I was thinking of trying to solve for the solution of Bessel's differential equation from series solution using direct method (i.e. changing all the summation indices to one) but I couldn't solve it. So I found a new method for solving this using frobenius method which I am unfamiliar with. But still I was watching the proof in the youtube where I got confused in a part. According to the video, $\sum_{n=0}^\infty (n+r)(n+r+1)a_{n}x^{n+r+1} + \frac{1}{x} \sum_{n=0}^\infty (n+r)a_{n}x^{n+r-1}+\sum_{n=0}^\infty a_{n}x^{n+r}-p^2\sum_{n=0}^\infty a_{n}x^{n+r-2}=0$
where for third part of summation, it is supposed that n=m-2 and solved while again the indices is changed back to n for simplicity which makes the third part
$\sum_{n=2}^\infty a_{n-2}x^{n+r-2}$
but what i am confused about it if we were solving it by direct method then changing the index for n=0 to n=2 would make
$\sum_{n=2}^\infty a_{n+2}x^{n+r+2}$,isn't it?

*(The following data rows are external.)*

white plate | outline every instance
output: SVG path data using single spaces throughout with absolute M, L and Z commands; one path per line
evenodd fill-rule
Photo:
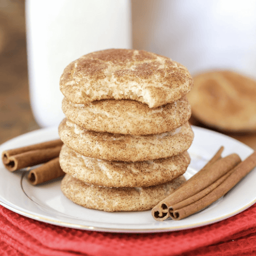
M 199 170 L 219 149 L 222 155 L 233 153 L 242 159 L 253 150 L 230 137 L 193 126 L 195 139 L 189 152 L 191 162 L 185 173 L 189 178 Z M 0 151 L 58 138 L 57 128 L 41 129 L 13 139 L 0 146 Z M 155 221 L 150 211 L 109 213 L 76 205 L 60 189 L 60 180 L 33 186 L 24 172 L 11 173 L 0 165 L 0 204 L 24 216 L 70 228 L 110 232 L 147 233 L 177 230 L 206 225 L 228 218 L 256 201 L 254 169 L 227 195 L 209 207 L 179 221 Z

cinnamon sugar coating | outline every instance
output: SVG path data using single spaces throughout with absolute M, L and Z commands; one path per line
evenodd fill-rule
M 188 94 L 194 117 L 222 131 L 256 131 L 256 80 L 213 70 L 195 76 L 194 84 Z
M 59 126 L 64 143 L 85 156 L 137 162 L 170 157 L 187 150 L 194 139 L 187 122 L 159 134 L 132 135 L 88 131 L 64 119 Z
M 183 176 L 180 176 L 172 181 L 155 186 L 104 188 L 66 174 L 61 189 L 68 199 L 86 208 L 107 212 L 138 211 L 152 209 L 185 181 Z
M 60 89 L 75 103 L 130 99 L 154 108 L 182 98 L 193 84 L 187 68 L 170 58 L 145 51 L 108 49 L 68 65 Z
M 86 130 L 133 135 L 167 132 L 183 125 L 191 116 L 186 98 L 154 108 L 130 100 L 103 100 L 84 105 L 64 98 L 62 110 L 68 119 Z

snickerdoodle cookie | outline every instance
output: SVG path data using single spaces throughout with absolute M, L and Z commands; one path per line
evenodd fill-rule
M 61 189 L 74 203 L 107 212 L 146 211 L 152 209 L 186 181 L 183 175 L 158 186 L 106 188 L 88 184 L 66 174 Z
M 155 108 L 182 98 L 193 85 L 187 68 L 169 58 L 142 50 L 108 49 L 68 65 L 60 89 L 75 103 L 130 99 Z
M 60 154 L 63 171 L 86 183 L 102 187 L 148 187 L 182 175 L 190 158 L 187 151 L 167 158 L 143 162 L 108 161 L 84 156 L 66 145 Z
M 256 130 L 256 80 L 229 70 L 195 76 L 187 95 L 194 117 L 220 130 Z
M 62 110 L 68 119 L 86 130 L 133 135 L 170 131 L 191 116 L 186 98 L 154 108 L 134 100 L 103 100 L 84 105 L 64 98 Z

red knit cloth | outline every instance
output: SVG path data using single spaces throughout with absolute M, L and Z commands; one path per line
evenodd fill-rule
M 37 221 L 0 206 L 1 255 L 255 255 L 256 204 L 227 220 L 160 233 L 81 230 Z

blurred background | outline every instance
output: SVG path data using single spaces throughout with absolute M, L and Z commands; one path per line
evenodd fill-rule
M 96 4 L 88 5 L 90 2 Z M 36 2 L 0 0 L 0 143 L 57 125 L 62 118 L 62 70 L 97 50 L 143 49 L 181 63 L 193 75 L 218 68 L 256 78 L 254 0 L 53 0 L 37 6 Z M 77 8 L 82 2 L 85 5 Z M 105 5 L 99 8 L 100 2 Z M 83 23 L 80 17 L 87 20 Z M 78 28 L 85 26 L 83 39 L 87 44 L 80 45 Z M 75 39 L 74 52 L 65 48 L 74 45 L 70 38 Z M 254 133 L 231 135 L 256 149 Z

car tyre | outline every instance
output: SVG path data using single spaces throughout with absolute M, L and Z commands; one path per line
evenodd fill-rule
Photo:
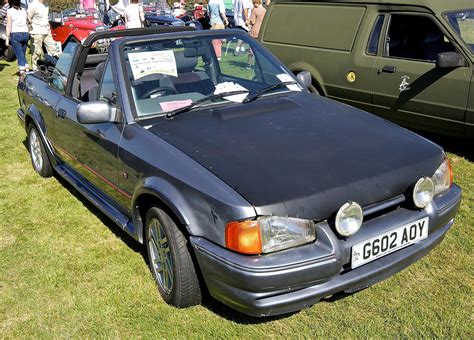
M 309 85 L 308 90 L 309 90 L 309 92 L 311 92 L 312 94 L 315 94 L 317 96 L 321 95 L 321 93 L 319 93 L 318 88 L 314 84 Z
M 53 167 L 44 148 L 41 136 L 33 124 L 28 128 L 28 151 L 30 152 L 31 165 L 41 177 L 51 177 Z
M 188 243 L 173 219 L 152 207 L 146 214 L 148 263 L 163 300 L 178 308 L 201 303 L 201 289 Z
M 14 61 L 15 60 L 15 51 L 13 47 L 10 45 L 5 49 L 5 60 L 6 61 Z

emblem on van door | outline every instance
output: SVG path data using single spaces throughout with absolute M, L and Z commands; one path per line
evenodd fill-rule
M 402 82 L 400 83 L 400 86 L 398 87 L 400 89 L 400 92 L 407 91 L 410 89 L 410 83 L 408 80 L 410 79 L 409 76 L 402 76 Z
M 355 82 L 356 80 L 356 75 L 355 75 L 355 72 L 354 71 L 350 71 L 347 76 L 346 76 L 346 79 L 349 83 L 353 83 Z

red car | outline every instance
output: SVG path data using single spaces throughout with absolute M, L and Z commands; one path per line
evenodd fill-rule
M 87 11 L 80 13 L 75 9 L 67 9 L 62 12 L 50 13 L 51 33 L 54 40 L 64 47 L 66 43 L 74 37 L 78 41 L 84 41 L 89 34 L 104 31 L 125 29 L 120 21 L 115 20 L 111 26 L 105 25 L 98 19 L 97 11 Z M 97 42 L 98 49 L 106 49 L 108 42 Z

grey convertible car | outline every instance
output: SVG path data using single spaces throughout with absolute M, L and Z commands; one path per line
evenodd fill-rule
M 145 245 L 167 303 L 266 316 L 417 261 L 461 199 L 439 146 L 309 85 L 238 30 L 99 32 L 20 80 L 18 117 L 33 168 Z

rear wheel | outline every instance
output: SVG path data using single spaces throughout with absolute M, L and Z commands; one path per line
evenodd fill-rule
M 187 241 L 173 219 L 152 207 L 146 214 L 148 262 L 166 303 L 183 308 L 201 303 L 201 289 Z
M 53 168 L 40 134 L 33 124 L 30 124 L 28 128 L 28 149 L 30 151 L 33 169 L 42 177 L 51 177 L 53 175 Z

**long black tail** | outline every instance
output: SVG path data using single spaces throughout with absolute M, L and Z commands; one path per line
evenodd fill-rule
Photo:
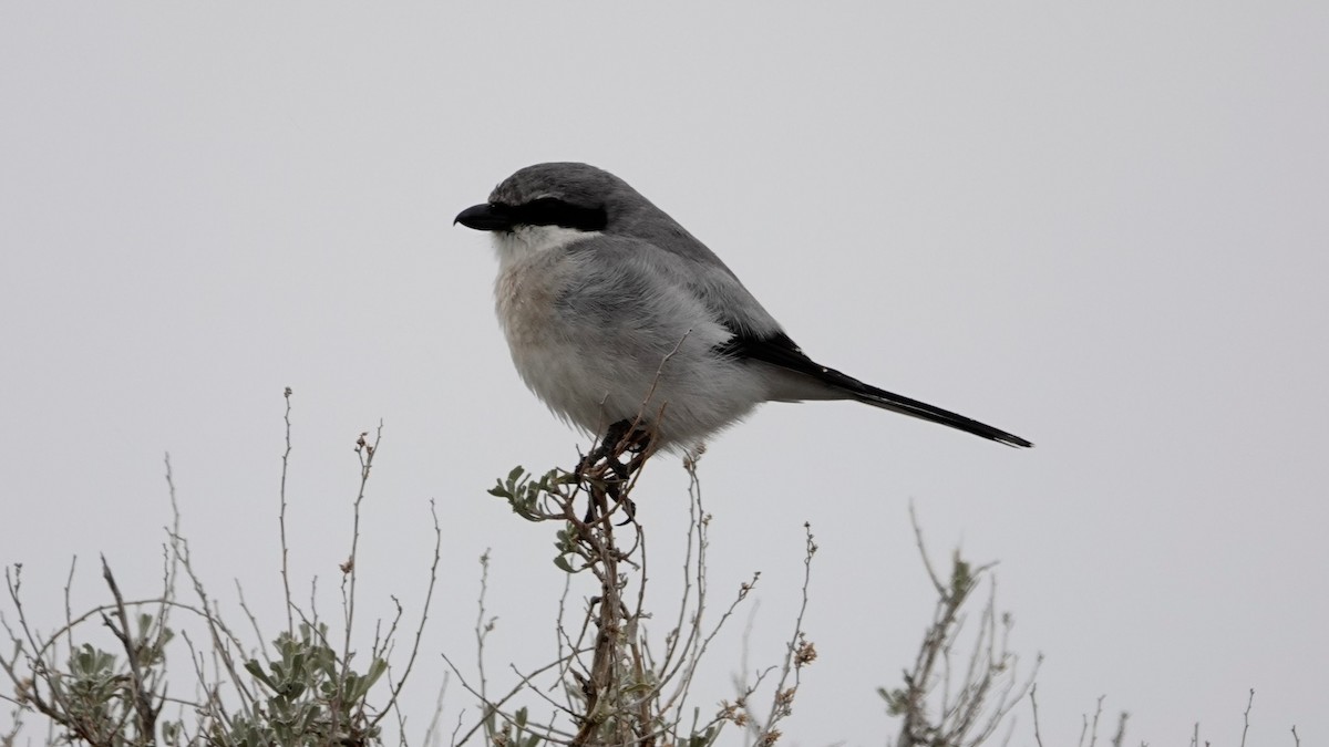
M 964 415 L 957 415 L 949 409 L 941 409 L 940 407 L 933 407 L 916 399 L 878 389 L 870 384 L 864 384 L 853 376 L 841 374 L 835 368 L 821 366 L 808 358 L 807 354 L 804 354 L 799 346 L 793 344 L 793 340 L 791 340 L 784 332 L 776 332 L 775 335 L 760 338 L 743 334 L 739 330 L 734 330 L 734 338 L 718 348 L 718 352 L 722 355 L 760 360 L 771 366 L 779 366 L 780 368 L 809 376 L 832 389 L 843 391 L 848 395 L 847 399 L 855 399 L 873 407 L 880 407 L 901 415 L 909 415 L 930 423 L 949 425 L 999 444 L 1019 448 L 1029 448 L 1034 445 L 1019 436 L 1002 431 L 1001 428 L 993 428 L 986 423 L 979 423 L 965 417 Z
M 885 389 L 878 389 L 872 384 L 864 384 L 863 381 L 836 371 L 835 368 L 821 368 L 821 375 L 816 376 L 821 381 L 831 384 L 836 388 L 845 389 L 853 395 L 853 399 L 870 404 L 873 407 L 880 407 L 881 409 L 889 409 L 892 412 L 898 412 L 901 415 L 909 415 L 912 417 L 918 417 L 920 420 L 926 420 L 929 423 L 940 423 L 942 425 L 950 425 L 958 431 L 966 433 L 973 433 L 974 436 L 981 436 L 997 441 L 999 444 L 1006 444 L 1007 447 L 1029 448 L 1034 444 L 1015 436 L 1014 433 L 1007 433 L 1001 428 L 993 428 L 986 423 L 979 423 L 971 417 L 965 417 L 964 415 L 957 415 L 949 409 L 941 409 L 940 407 L 933 407 L 928 403 L 918 401 L 916 399 L 909 399 L 894 392 L 888 392 Z

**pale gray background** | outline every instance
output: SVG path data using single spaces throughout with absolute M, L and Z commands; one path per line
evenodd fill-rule
M 150 594 L 170 451 L 199 569 L 275 631 L 291 385 L 292 570 L 326 613 L 360 431 L 387 423 L 363 614 L 415 609 L 440 502 L 416 736 L 439 651 L 470 661 L 485 548 L 493 681 L 544 663 L 553 526 L 484 489 L 581 440 L 518 381 L 488 242 L 451 221 L 522 165 L 583 160 L 813 356 L 1038 444 L 848 404 L 769 405 L 711 444 L 716 597 L 763 570 L 754 663 L 792 626 L 804 520 L 821 545 L 788 743 L 894 732 L 874 687 L 929 614 L 910 498 L 938 554 L 1001 561 L 1013 645 L 1047 655 L 1045 743 L 1106 694 L 1134 743 L 1200 720 L 1233 744 L 1249 687 L 1256 743 L 1324 743 L 1326 8 L 5 4 L 0 558 L 39 615 L 76 552 L 76 602 L 102 597 L 97 552 Z M 684 484 L 662 459 L 638 496 L 662 610 Z M 468 703 L 453 687 L 445 723 Z

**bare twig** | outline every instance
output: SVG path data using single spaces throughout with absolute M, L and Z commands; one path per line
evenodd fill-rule
M 276 522 L 282 534 L 282 589 L 286 591 L 286 634 L 294 637 L 295 617 L 291 613 L 291 607 L 295 606 L 295 601 L 291 597 L 291 573 L 287 562 L 290 552 L 286 544 L 286 473 L 291 465 L 291 387 L 286 387 L 282 396 L 286 397 L 286 415 L 283 416 L 286 421 L 286 451 L 282 452 L 282 486 L 279 489 L 282 508 L 278 512 Z
M 1245 734 L 1251 730 L 1251 706 L 1255 703 L 1255 687 L 1251 689 L 1251 695 L 1247 698 L 1247 710 L 1241 714 L 1241 747 L 1245 747 Z

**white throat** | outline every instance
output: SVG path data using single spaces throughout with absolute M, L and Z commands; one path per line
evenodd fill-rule
M 493 242 L 498 263 L 508 266 L 598 235 L 599 231 L 581 231 L 562 226 L 517 226 L 512 231 L 496 231 Z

So is it wrong about the direct method procedure?
How do we know if we have to solve it through Frobenius method? How do we check for the regular singular point ?? I understood it by the frobenius method too but what I am confused about is that it has different value than what we'd have got from direct method. Am i wrong to think about it this way?